PALMER — Glenn Highway widening Project Engineer Todd Smith presented to the Palmer City Council on Tuesday prior to their regularly scheduled meeting to give the council an update on the price, features and schedule of the construction.
This week, Quality Asphalt Paving, which was awarded the $36 million contract for construction, will be removing asphalt from intersections at the Palmer-Wasilla Highway, Bogard Road and Dogwood Avenue in Palmer. The project began last fall with utility relocation from GCI, MTA, MEA, and Enstar. Smith alerted companies on Tuesday that the contractors were ready for additional utility relocation. Construction came to a halt for last weekend’s busy Memorial Day holiday. Smith plans to halt construction again for Independence Day weekend, and again cease operations during the Alaska State Fair in August.
“This summer is the summer of the heavy civil construction,” Smith said. “We are hopeful to be able to put traffic on the bottom lift pavement of this finished design with operational traffic signals before the snow flies.”

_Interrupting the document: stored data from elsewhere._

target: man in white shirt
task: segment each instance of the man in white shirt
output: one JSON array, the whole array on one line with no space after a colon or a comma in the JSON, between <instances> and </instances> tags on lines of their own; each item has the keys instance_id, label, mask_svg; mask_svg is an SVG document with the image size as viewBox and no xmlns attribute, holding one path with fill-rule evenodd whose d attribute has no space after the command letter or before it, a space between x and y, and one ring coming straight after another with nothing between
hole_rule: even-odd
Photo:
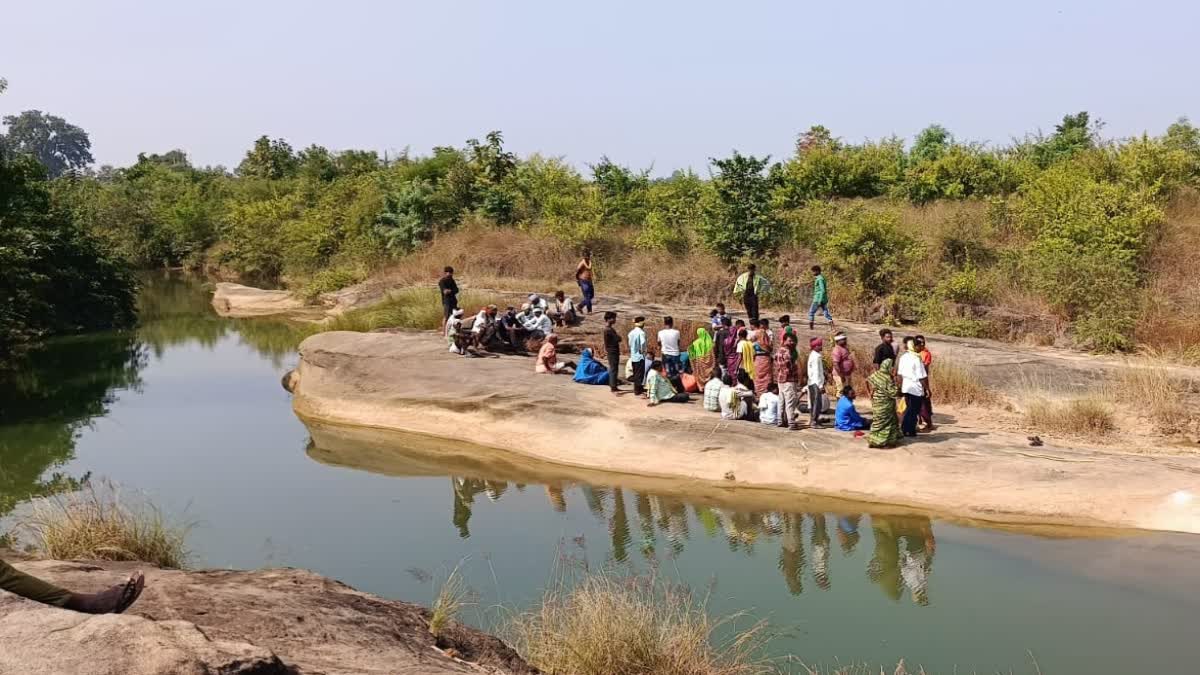
<instances>
[{"instance_id":1,"label":"man in white shirt","mask_svg":"<svg viewBox=\"0 0 1200 675\"><path fill-rule=\"evenodd\" d=\"M771 426L779 424L779 385L774 382L758 397L758 421Z\"/></svg>"},{"instance_id":2,"label":"man in white shirt","mask_svg":"<svg viewBox=\"0 0 1200 675\"><path fill-rule=\"evenodd\" d=\"M475 315L475 323L471 324L471 335L477 347L487 349L496 337L496 315L499 308L488 305Z\"/></svg>"},{"instance_id":3,"label":"man in white shirt","mask_svg":"<svg viewBox=\"0 0 1200 675\"><path fill-rule=\"evenodd\" d=\"M921 406L929 392L929 373L917 352L916 341L911 337L904 338L904 353L896 363L896 374L900 377L900 392L904 394L904 419L900 421L900 431L905 436L916 436Z\"/></svg>"},{"instance_id":4,"label":"man in white shirt","mask_svg":"<svg viewBox=\"0 0 1200 675\"><path fill-rule=\"evenodd\" d=\"M544 338L554 332L554 322L546 316L546 312L541 307L535 307L533 318L525 323L525 330L529 331L530 337Z\"/></svg>"},{"instance_id":5,"label":"man in white shirt","mask_svg":"<svg viewBox=\"0 0 1200 675\"><path fill-rule=\"evenodd\" d=\"M629 331L629 365L633 369L633 394L641 396L646 392L646 317L637 316L633 319L633 330Z\"/></svg>"},{"instance_id":6,"label":"man in white shirt","mask_svg":"<svg viewBox=\"0 0 1200 675\"><path fill-rule=\"evenodd\" d=\"M679 361L679 330L675 328L675 319L667 316L663 317L663 325L666 326L658 331L658 348L662 351L663 367L666 368L667 377L679 377L683 372L683 364Z\"/></svg>"},{"instance_id":7,"label":"man in white shirt","mask_svg":"<svg viewBox=\"0 0 1200 675\"><path fill-rule=\"evenodd\" d=\"M825 359L821 352L825 349L825 341L813 338L808 346L808 407L809 421L813 429L821 428L821 413L825 410Z\"/></svg>"},{"instance_id":8,"label":"man in white shirt","mask_svg":"<svg viewBox=\"0 0 1200 675\"><path fill-rule=\"evenodd\" d=\"M733 384L733 378L725 375L721 383L720 396L721 419L750 420L750 404L754 402L754 392L742 384Z\"/></svg>"},{"instance_id":9,"label":"man in white shirt","mask_svg":"<svg viewBox=\"0 0 1200 675\"><path fill-rule=\"evenodd\" d=\"M540 307L543 312L550 309L550 303L546 302L546 299L539 296L537 293L529 294L529 306L533 309L538 309Z\"/></svg>"},{"instance_id":10,"label":"man in white shirt","mask_svg":"<svg viewBox=\"0 0 1200 675\"><path fill-rule=\"evenodd\" d=\"M721 412L721 378L710 377L704 383L704 409L708 412Z\"/></svg>"},{"instance_id":11,"label":"man in white shirt","mask_svg":"<svg viewBox=\"0 0 1200 675\"><path fill-rule=\"evenodd\" d=\"M575 325L575 302L567 294L559 291L554 294L554 323L559 326Z\"/></svg>"}]
</instances>

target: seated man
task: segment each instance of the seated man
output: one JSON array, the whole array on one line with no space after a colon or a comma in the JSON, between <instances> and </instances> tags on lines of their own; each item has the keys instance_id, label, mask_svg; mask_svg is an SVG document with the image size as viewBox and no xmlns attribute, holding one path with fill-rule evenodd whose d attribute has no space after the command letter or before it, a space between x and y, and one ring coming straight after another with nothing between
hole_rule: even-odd
<instances>
[{"instance_id":1,"label":"seated man","mask_svg":"<svg viewBox=\"0 0 1200 675\"><path fill-rule=\"evenodd\" d=\"M837 411L834 413L834 427L838 431L863 431L871 428L871 420L858 414L854 409L854 387L846 385L842 388L842 397L838 399Z\"/></svg>"},{"instance_id":2,"label":"seated man","mask_svg":"<svg viewBox=\"0 0 1200 675\"><path fill-rule=\"evenodd\" d=\"M704 409L708 412L721 412L721 378L710 377L704 383Z\"/></svg>"},{"instance_id":3,"label":"seated man","mask_svg":"<svg viewBox=\"0 0 1200 675\"><path fill-rule=\"evenodd\" d=\"M540 308L543 312L545 312L546 310L550 309L550 304L548 302L546 302L545 298L538 295L537 293L530 293L529 294L529 308L530 309L539 309Z\"/></svg>"},{"instance_id":4,"label":"seated man","mask_svg":"<svg viewBox=\"0 0 1200 675\"><path fill-rule=\"evenodd\" d=\"M525 330L529 331L529 337L540 340L554 332L554 322L541 307L534 307L533 318L526 320Z\"/></svg>"},{"instance_id":5,"label":"seated man","mask_svg":"<svg viewBox=\"0 0 1200 675\"><path fill-rule=\"evenodd\" d=\"M528 332L525 330L525 324L521 321L521 317L517 315L516 308L511 305L504 312L504 316L500 317L500 339L508 343L514 351L525 351L525 338L528 337Z\"/></svg>"},{"instance_id":6,"label":"seated man","mask_svg":"<svg viewBox=\"0 0 1200 675\"><path fill-rule=\"evenodd\" d=\"M739 370L738 372L745 372ZM754 421L754 390L744 383L734 384L733 376L725 373L721 378L721 419Z\"/></svg>"},{"instance_id":7,"label":"seated man","mask_svg":"<svg viewBox=\"0 0 1200 675\"><path fill-rule=\"evenodd\" d=\"M758 397L758 421L772 426L779 424L779 385L774 382Z\"/></svg>"},{"instance_id":8,"label":"seated man","mask_svg":"<svg viewBox=\"0 0 1200 675\"><path fill-rule=\"evenodd\" d=\"M462 308L456 308L450 311L450 318L446 319L446 342L450 345L451 354L466 354L467 344L466 336L463 332L463 311Z\"/></svg>"},{"instance_id":9,"label":"seated man","mask_svg":"<svg viewBox=\"0 0 1200 675\"><path fill-rule=\"evenodd\" d=\"M496 313L498 311L499 309L495 305L488 305L475 315L475 323L471 324L471 339L477 347L487 349L488 345L496 339Z\"/></svg>"},{"instance_id":10,"label":"seated man","mask_svg":"<svg viewBox=\"0 0 1200 675\"><path fill-rule=\"evenodd\" d=\"M650 402L646 404L648 406L659 403L687 403L690 400L686 391L675 391L674 385L663 374L662 361L650 364L650 372L646 375L646 394L650 397Z\"/></svg>"},{"instance_id":11,"label":"seated man","mask_svg":"<svg viewBox=\"0 0 1200 675\"><path fill-rule=\"evenodd\" d=\"M571 374L575 373L574 363L570 361L563 363L558 360L557 335L551 333L546 336L546 341L542 343L542 348L538 350L537 362L533 364L533 372L545 375L558 375L567 372Z\"/></svg>"},{"instance_id":12,"label":"seated man","mask_svg":"<svg viewBox=\"0 0 1200 675\"><path fill-rule=\"evenodd\" d=\"M573 326L579 317L575 314L575 303L566 293L558 291L554 294L554 323L559 326Z\"/></svg>"}]
</instances>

Smith said that the project is scheduled to be completed by July 31. Smith hopes to be able to have utilities moved and construction complete on Phase 1 prior to Independence Day so that contractors can begin working on Phase 2. The four-lane divided highway will stretch from just south of Scott Road on the Glenn Highway to Outer Springer Loop. The project will reconstruct existing traffic lights at Bogard Road, Dogwood Avenue and the Palmer-Wasilla Highway as well as adding additional traffic signals at the intersections of the Glenn Highway and South Inner Springer Loop, East Inner Springer Loop and Colony Way. A fourth new traffic signal will be constructed at the intersection of Evergreen Avenue and Cobb Street. Each of the large steel pilings placed at intersections will be placed 40 feet in the ground to provide a base for the traffic signals. Smith said that contractors have had difficulty placing the pilings on bedrock. The new traffic signals will not employ older ‘loop detection’ technology that had frustrated some motorcycle riders who were not recognized by the light. New radar technology not only recognizes the presence of a person but also the speed at which they travel.
“It’s kind of the next step in vehicle detection and trying to make our traffic signals work more efficient,” Smith said.
Smith said that the wires that have been used since the start of construction to place traffic lights on has worked well. The new radar technology was used over the winter and Smith received compliments from residents on the efficiency of the traffic lights. The temporary wires that hold lights have also allowed for contractors to move swiftly from one traffic pattern to the other as necessary, simply sliding the light across lanes to match new traffic patterns. Smith said that the wires are not permanent, and that traditional pole and steel mast light structures will be put in once the project is complete. The poles and steel masts are safe up to wind speeds of 130 miles per hour. Speed limits will remain the same, transitioning from 55 mph to 45 mph at Inner Springer Loop and bumping back up to 55 north of Palmer up Bailey Hill. Existing bike paths will be rebuilt to match the widened road upon project completion. Smith said that two-lane roads reach their maximum capacity at 12,000 cars per day. Data collected last year shows 20,000 cars per day, and Smith said that the new four-lane divided highway is not being built to match that number but exceed it.
“This project is being constructed for the traffic that’s already here and the traffic to come,” Smith said.